Idealism and patriotism, Rahul Gandhi sensed, was alive and well. Only, the youth was disillusioned with politics. So he wanted word put out that the Congress was looking for young idealists who could help usher in the political revolution that they yearned for. In almost every state, young people were asked to land up at IYC conclaves or meetings. Here, say sources, the voiceless found a voice. What future did anyone have in a party dominated by the old guard and their progeny? They demanded to know. Would the party ever be a meritocracy?
“Rahul Gandhi’s thought process evolved through the meetings he had with students and young people during his travels,” says the young parliamentarian, “We had brainstorming sessions with him and people in the organisation, and finally, we had a plan for a democratic IYC and NSUI.”
Both Szarita and Abdul emerged from the talent hunt. But Devendra Pratap Singh Patel of Satna, Madhya Pradesh, has not been so lucky.

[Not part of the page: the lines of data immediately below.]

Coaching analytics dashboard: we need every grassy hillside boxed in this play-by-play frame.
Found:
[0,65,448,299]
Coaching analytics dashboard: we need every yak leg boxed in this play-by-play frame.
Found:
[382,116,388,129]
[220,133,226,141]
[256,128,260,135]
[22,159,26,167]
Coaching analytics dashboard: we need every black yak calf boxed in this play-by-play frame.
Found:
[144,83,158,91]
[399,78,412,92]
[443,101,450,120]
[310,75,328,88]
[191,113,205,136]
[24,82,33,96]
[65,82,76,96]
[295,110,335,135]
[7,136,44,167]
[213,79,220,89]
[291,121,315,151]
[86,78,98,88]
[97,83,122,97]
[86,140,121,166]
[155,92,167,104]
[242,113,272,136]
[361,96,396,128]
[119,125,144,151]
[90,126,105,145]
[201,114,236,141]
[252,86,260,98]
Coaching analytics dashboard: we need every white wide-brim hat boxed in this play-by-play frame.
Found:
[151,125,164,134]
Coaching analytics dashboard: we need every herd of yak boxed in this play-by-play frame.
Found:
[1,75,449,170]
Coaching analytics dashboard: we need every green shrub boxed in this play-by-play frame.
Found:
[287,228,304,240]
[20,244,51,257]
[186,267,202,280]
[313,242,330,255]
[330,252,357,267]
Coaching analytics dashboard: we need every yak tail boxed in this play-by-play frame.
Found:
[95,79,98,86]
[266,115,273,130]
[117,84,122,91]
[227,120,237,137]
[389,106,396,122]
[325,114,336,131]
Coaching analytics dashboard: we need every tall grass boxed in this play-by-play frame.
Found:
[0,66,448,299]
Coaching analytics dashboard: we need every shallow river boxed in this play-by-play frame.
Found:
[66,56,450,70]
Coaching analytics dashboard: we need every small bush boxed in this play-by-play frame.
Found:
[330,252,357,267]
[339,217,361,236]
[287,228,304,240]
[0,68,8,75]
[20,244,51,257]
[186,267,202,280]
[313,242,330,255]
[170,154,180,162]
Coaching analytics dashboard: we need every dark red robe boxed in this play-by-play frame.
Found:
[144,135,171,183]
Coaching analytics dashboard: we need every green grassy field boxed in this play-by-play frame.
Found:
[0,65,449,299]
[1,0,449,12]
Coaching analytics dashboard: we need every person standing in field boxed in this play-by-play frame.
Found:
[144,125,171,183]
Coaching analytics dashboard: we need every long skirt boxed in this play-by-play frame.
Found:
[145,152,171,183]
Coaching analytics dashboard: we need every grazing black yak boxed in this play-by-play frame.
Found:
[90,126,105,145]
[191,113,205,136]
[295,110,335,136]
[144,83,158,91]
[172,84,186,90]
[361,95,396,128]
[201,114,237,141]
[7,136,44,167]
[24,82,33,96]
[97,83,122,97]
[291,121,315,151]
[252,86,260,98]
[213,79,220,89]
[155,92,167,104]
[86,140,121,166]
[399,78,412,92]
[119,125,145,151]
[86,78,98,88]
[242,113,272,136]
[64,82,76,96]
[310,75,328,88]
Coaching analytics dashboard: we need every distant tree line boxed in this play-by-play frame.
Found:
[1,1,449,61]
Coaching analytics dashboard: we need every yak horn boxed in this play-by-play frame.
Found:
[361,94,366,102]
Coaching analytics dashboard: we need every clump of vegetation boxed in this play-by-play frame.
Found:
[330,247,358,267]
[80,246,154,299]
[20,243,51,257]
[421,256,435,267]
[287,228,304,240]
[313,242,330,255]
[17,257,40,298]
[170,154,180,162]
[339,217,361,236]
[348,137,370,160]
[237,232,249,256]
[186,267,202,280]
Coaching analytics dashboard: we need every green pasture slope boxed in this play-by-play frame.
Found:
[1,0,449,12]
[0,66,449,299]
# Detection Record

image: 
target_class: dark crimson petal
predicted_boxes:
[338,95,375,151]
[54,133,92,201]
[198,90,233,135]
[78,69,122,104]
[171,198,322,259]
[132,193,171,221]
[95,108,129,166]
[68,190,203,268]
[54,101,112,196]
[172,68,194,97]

A former law student of APS University in Rewa, he is a national secretary of the Samajwadi Party’s youth wing, the Yuvjan Sabha. Five months ago, he had approached Rahul Gandhi in an attempt to join the IYC. “He sent me to meet Jitendra Singh. They want me to contest the IYC elections in Madhya Pradesh. I belong to the backward Patel caste there, and have a following of about 10,000 voters,” he claims. Typically, Satna’s Patel vote goes to the rival Bharatiya Janata Party and he could help tilt the balance, he argues.
Patel was once with the Communist Party of India-Marxist (CPM). In fact, he was a trade union leader with the Bidi Mazdoor Sangh, and was even booked by the state government on charges of rioting. “The SP had a few elected MLAs in the state and the CPM was not so strong, so I joined the SP’s youth wing to protect myself from harassment,” he says, disappointed that the new IYC has no space for him despite his record in taking up cudgels for the poor. “Youth Congress leaders want me to first enrol members and then contest elections,” he complains, “This way, I will have to start all over again.” But with a criminal case against him, there is little chance of his nomination papers getting past the scrutiny. With a projected 20 million other recruits, the party can be choosy.